Ingredients:

  • Ribeye Roast (6 to 7 lbs / 3 to 3.2 kg, trimmed but fat cap intact)
  • ¼ cup (60 g) Coarse Sea Salt, for dry brining
  • 4 Tbsp (60 g / ½ stick) Unsalted Butter, softened
  • 2 Tbsp (30 ml) Fresh Rosemary, very finely chopped
  • 1 Tbsp (15 ml) Fresh Thyme leaves only
  • 6 large Garlic Cloves, minced or crushed
  • 2 tsp (10 g) Black Pepper, coarsely ground
  • 1 tsp (5 g) Smoked Paprika (optional)
  • 1 Tbsp (15 ml) Dijon Mustard (optional)
  • ½ cup (120 ml) Beef Stock or Red Wine (optional, for basting)

Instructions:

  1. Prep and Dry Brining (The Day Before): Remove the roast from packaging and pat thoroughly dry. Apply the coarse sea salt liberally and evenly over all surfaces. Place the salted roast uncovered on a rack in a roasting pan and refrigerate for 24 hours. This creates a very dry surface crucial for searing.
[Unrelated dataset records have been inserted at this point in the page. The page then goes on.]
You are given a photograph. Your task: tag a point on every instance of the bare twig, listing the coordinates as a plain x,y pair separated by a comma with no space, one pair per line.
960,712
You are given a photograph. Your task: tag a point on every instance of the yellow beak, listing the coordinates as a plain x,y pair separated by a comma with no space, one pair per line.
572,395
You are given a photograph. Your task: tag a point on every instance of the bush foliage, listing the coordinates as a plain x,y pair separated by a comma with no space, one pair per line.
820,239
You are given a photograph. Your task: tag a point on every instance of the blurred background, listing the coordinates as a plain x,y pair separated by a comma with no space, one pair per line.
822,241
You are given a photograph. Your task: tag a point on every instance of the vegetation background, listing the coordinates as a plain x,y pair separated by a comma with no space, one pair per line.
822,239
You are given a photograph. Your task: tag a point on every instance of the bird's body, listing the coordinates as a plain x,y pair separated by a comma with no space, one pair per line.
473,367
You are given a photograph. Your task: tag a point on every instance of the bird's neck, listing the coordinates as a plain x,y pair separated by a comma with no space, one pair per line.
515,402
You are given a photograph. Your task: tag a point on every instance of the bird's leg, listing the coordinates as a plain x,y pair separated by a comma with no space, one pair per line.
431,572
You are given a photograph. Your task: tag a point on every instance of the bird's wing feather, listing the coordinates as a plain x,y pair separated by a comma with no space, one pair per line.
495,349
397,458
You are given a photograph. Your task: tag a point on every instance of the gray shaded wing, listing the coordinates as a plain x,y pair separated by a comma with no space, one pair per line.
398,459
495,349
  2. Rest and Temper: Remove the roast from the fridge 2 to 3 hours before cooking to allow the internal temperature to rise slightly.
  3. Combine the Rub: In a small bowl, combine the softened butter, mustard (if using), minced garlic, chopped rosemary, thyme, pepper, and paprika. Pat the roast dry again and rub the herb butter mixture all over the surface, coating the fat cap well.
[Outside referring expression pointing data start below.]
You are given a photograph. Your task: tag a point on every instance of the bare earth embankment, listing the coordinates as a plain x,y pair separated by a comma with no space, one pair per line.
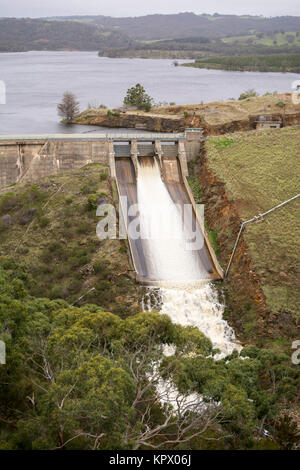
243,175
215,118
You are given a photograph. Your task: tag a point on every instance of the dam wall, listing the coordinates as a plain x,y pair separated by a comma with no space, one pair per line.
29,158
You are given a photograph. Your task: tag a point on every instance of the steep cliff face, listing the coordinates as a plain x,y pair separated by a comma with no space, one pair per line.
244,297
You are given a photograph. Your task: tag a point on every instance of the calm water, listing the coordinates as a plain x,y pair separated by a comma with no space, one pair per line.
35,82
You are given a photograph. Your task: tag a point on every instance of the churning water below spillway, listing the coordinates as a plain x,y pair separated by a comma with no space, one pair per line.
170,261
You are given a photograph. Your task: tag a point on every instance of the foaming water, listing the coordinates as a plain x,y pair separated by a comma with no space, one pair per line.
198,307
161,229
182,290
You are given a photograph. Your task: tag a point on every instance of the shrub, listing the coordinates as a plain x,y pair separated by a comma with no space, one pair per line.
83,227
103,176
281,104
44,222
137,96
248,94
92,203
224,142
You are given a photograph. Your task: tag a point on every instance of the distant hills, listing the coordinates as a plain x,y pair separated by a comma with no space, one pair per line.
102,32
183,25
36,34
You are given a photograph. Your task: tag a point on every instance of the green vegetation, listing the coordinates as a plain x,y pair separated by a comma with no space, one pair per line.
50,229
82,378
137,97
265,63
69,107
261,170
187,25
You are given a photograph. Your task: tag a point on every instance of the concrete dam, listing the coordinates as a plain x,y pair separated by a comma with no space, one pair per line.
149,170
132,160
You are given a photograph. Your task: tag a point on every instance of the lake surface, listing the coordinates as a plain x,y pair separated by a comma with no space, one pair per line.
35,82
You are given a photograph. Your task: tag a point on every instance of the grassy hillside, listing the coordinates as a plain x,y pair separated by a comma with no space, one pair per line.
261,169
41,35
186,25
48,236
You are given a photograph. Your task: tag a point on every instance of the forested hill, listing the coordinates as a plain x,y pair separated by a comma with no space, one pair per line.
36,34
103,33
189,24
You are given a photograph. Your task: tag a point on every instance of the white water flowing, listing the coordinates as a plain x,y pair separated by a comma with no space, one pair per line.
169,261
161,229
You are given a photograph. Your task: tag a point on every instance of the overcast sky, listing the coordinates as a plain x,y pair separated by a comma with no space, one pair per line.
38,8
  4. Preheat Oven (Low): Preheat your oven to 120°C (250°F).
  5. Roast Low and Slow: Insert a probe thermometer into the very centre of the thickest part of the roast, avoiding bone. Place the roast in the 120°C (250°F) oven. Roast slowly until the internal temperature reaches 50°C (122°F) for Medium-Rare (expect 2.5 to 4 hours).
  6. Remove and Rest (First Rest): Once the target internal temperature is reached, remove the roast from the oven. Keep the thermometer in, tent it loosely with foil, and let it rest on the counter.
  7. Increase Oven Temperature: Increase the oven temperature to its highest setting: 260°C (500°F) or full 'roast'.
  8. The Sizzling Sear: Once the oven is piping hot, return the roast (un-tented) to the oven for 8–15 minutes until a deep, rich brown, crusty exterior forms. Watch closely to prevent burning.
  9. The Crucial Rest: Remove the roast and cover it tightly with foil. Allow it to rest for a full 25 to 30 minutes. This rest is essential for redistributing the juices.
  10. Carve and Serve: Carve the roast against the grain into thick slices (about 1 cm or ½ inch thick). Serve immediately with any desired side dishes and sauces.